Under the Federal Rules of Evidence, Rule 803(6) provides an exception to the rule against hearsay for contemporaneous records or reports of events and conditions made in the regular course of business activity. United States v. Hawkins, 905 F.2d 1489, 1494 (11th Cir. 1990). Admission of hearsay under this exception requires evidence “sufficient to support the trustworthiness of the document, and to prove that it was prepared in the usual course of business.” United States v. Parker, 749 F.2d 628, 633 (11th Cir. 1984). It is not necessary that the person who actually prepared the business record testify, nor that the document be prepared by the business which has custody of it, so long as other circumstantial evidence suggests the trustworthiness of the record. Id.

The record shows again that Lussy did not present his hearsay argument to the Tax Court, and, therefore, he has waived the issue. Even so, his argument is misplaced because both the Tax Court Rules and the Federal Rules of Evidence allowed the Tax Court to admit and rely upon the Commissioner's stipulation of facts and its supporting documents.

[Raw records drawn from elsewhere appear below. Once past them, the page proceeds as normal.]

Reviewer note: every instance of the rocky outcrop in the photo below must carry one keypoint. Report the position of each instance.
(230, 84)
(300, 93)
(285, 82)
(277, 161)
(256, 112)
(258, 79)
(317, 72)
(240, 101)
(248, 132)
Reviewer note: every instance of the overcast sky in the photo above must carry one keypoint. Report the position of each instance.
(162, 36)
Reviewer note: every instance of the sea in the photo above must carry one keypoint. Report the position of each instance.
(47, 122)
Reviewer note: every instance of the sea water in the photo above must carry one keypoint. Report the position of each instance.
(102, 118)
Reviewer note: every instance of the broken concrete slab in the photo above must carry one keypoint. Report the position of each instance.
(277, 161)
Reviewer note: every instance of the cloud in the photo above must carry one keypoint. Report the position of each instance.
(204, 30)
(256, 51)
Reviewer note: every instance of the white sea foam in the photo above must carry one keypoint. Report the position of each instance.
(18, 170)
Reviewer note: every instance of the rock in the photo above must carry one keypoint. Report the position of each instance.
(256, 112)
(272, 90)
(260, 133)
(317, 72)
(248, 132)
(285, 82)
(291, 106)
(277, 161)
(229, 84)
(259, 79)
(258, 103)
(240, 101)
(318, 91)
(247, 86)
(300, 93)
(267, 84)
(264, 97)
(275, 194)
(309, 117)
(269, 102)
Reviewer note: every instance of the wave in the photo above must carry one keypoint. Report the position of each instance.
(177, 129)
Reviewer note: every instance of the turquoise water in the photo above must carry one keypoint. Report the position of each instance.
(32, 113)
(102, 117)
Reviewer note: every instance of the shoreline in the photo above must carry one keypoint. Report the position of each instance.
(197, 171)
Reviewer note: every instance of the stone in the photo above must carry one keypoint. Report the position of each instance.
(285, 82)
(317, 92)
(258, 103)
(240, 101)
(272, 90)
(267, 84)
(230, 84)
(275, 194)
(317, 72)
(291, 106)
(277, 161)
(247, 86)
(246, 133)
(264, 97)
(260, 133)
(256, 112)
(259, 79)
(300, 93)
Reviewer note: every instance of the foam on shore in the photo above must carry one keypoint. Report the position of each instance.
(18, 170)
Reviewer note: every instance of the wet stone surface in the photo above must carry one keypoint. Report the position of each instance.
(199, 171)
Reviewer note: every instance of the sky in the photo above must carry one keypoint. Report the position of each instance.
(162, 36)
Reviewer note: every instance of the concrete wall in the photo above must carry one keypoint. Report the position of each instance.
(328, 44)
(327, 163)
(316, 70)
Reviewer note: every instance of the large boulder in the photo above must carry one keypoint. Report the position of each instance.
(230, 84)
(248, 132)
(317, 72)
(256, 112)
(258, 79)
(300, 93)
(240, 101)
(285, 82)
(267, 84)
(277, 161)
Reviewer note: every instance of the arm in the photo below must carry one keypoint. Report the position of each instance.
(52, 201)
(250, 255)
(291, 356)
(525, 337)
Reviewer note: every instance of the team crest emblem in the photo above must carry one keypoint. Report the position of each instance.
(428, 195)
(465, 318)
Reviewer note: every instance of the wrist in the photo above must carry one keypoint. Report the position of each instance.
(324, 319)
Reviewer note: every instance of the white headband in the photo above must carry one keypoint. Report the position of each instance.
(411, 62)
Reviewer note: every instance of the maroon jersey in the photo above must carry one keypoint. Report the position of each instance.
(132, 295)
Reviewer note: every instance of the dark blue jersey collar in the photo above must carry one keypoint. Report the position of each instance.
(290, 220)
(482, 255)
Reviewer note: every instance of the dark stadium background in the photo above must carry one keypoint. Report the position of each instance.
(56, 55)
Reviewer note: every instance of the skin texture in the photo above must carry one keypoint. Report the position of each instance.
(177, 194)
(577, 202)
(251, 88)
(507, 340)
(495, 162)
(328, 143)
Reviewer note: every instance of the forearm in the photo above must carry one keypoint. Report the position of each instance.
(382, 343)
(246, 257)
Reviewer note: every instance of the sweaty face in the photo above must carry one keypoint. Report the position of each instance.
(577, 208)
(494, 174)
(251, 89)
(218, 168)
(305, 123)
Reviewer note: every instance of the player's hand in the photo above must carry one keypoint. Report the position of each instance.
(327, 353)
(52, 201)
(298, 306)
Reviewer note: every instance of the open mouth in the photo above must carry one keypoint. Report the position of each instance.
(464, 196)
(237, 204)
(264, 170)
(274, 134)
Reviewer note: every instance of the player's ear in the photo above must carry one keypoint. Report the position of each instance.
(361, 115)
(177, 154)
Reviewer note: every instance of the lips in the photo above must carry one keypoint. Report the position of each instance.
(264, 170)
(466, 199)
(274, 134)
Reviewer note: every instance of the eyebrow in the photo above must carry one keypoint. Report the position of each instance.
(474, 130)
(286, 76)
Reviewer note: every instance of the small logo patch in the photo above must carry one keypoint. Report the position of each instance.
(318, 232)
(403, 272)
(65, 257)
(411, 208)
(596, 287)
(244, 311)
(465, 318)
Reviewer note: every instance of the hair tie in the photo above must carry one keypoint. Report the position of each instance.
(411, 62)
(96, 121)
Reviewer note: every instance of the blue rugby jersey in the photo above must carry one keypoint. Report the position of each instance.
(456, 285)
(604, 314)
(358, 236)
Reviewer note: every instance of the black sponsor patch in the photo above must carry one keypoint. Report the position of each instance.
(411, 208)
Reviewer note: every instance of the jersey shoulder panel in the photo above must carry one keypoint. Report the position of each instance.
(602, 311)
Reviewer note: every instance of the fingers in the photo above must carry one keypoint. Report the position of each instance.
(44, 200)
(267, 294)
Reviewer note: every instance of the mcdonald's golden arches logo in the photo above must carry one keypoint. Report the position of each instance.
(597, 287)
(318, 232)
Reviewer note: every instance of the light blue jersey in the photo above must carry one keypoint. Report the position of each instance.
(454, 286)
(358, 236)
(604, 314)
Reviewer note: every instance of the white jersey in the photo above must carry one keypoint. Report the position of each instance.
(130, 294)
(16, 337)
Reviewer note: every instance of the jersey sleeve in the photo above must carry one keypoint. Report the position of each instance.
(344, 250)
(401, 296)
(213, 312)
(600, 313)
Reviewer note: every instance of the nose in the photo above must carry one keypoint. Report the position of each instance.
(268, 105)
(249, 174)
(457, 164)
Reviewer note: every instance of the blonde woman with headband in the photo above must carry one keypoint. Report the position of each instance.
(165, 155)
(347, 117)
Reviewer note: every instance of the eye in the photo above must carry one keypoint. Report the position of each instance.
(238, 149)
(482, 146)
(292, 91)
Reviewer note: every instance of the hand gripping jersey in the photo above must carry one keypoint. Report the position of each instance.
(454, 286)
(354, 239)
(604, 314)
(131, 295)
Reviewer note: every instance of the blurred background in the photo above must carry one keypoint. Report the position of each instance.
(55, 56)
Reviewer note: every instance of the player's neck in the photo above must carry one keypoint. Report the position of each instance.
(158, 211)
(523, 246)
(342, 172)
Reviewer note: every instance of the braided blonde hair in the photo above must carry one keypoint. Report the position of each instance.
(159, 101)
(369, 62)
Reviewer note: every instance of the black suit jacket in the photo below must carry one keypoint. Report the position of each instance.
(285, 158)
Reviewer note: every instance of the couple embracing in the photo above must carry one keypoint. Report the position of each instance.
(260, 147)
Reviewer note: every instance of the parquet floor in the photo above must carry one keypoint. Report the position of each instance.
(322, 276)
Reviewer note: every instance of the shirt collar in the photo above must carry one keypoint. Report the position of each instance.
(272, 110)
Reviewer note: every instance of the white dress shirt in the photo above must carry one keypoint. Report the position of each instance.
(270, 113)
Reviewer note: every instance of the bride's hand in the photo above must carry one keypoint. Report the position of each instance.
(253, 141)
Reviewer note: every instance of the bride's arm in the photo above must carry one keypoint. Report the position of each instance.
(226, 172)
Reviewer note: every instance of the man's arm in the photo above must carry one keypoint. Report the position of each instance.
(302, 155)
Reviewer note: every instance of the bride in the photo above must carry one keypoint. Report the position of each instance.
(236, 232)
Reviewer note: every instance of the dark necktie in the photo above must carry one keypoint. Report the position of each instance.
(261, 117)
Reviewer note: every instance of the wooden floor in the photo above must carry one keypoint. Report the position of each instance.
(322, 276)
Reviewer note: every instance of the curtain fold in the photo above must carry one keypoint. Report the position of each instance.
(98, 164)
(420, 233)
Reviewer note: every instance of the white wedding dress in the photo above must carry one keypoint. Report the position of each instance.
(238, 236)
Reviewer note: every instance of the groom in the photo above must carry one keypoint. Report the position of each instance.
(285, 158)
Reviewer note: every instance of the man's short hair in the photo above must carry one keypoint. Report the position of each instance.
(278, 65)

Finally, Lussy argues that Judge Julian Jacobs should have recused himself from the case because of his bias against pro se litigants. We review a judge's failure to recuse himself for an abuse of discretion. Murray v. Scott, 253 F.3d 1308, 1310 (11th Cir. 2001).

A judge must disqualify himself if his “impartiality might reasonably be questioned” or when he has a “has a personal bias or prejudice” against a party. 28 U.S.C. § 455(a), (b)(1). Thus, a judge should recuse himself if “an objective, disinterested, lay observer fully informed of the facts underlying the grounds on which recusal was sought would entertain a significant doubt about the judge's impartiality.” Bolin v. Story, 225 F.3d 1234, 1239 (11th Cir. 2000) (quotation omitted). The bias must be personal, rather than judicial, to require recusal. Id. That is, the bias “must stem from an extrajudicial source and result in an opinion on the merits on some basis other than what the judge learned from his participation in the case.” Jaffe v. Grant, 793 F.2d 1182, 1188-89 (11th Cir. 1986) (quotations omitted). A judge's remarks may show “such pervasive bias and prejudice that it constitutes bias against a party,” but a “judge's comments on lack of evidence” and adverse rulings do not “constitute pervasive bias.” Hamm v. Members of the Bd. of Regents of the State of Fla., 708 F.2d 647, 651 (11th Cir. 1983).

Judge Jacobs showed no bias and therefore he did not abuse his discretion when he declined to recuse himself from this case. We conclude that Lussy's arguments are without merit. Accordingly, we affirm.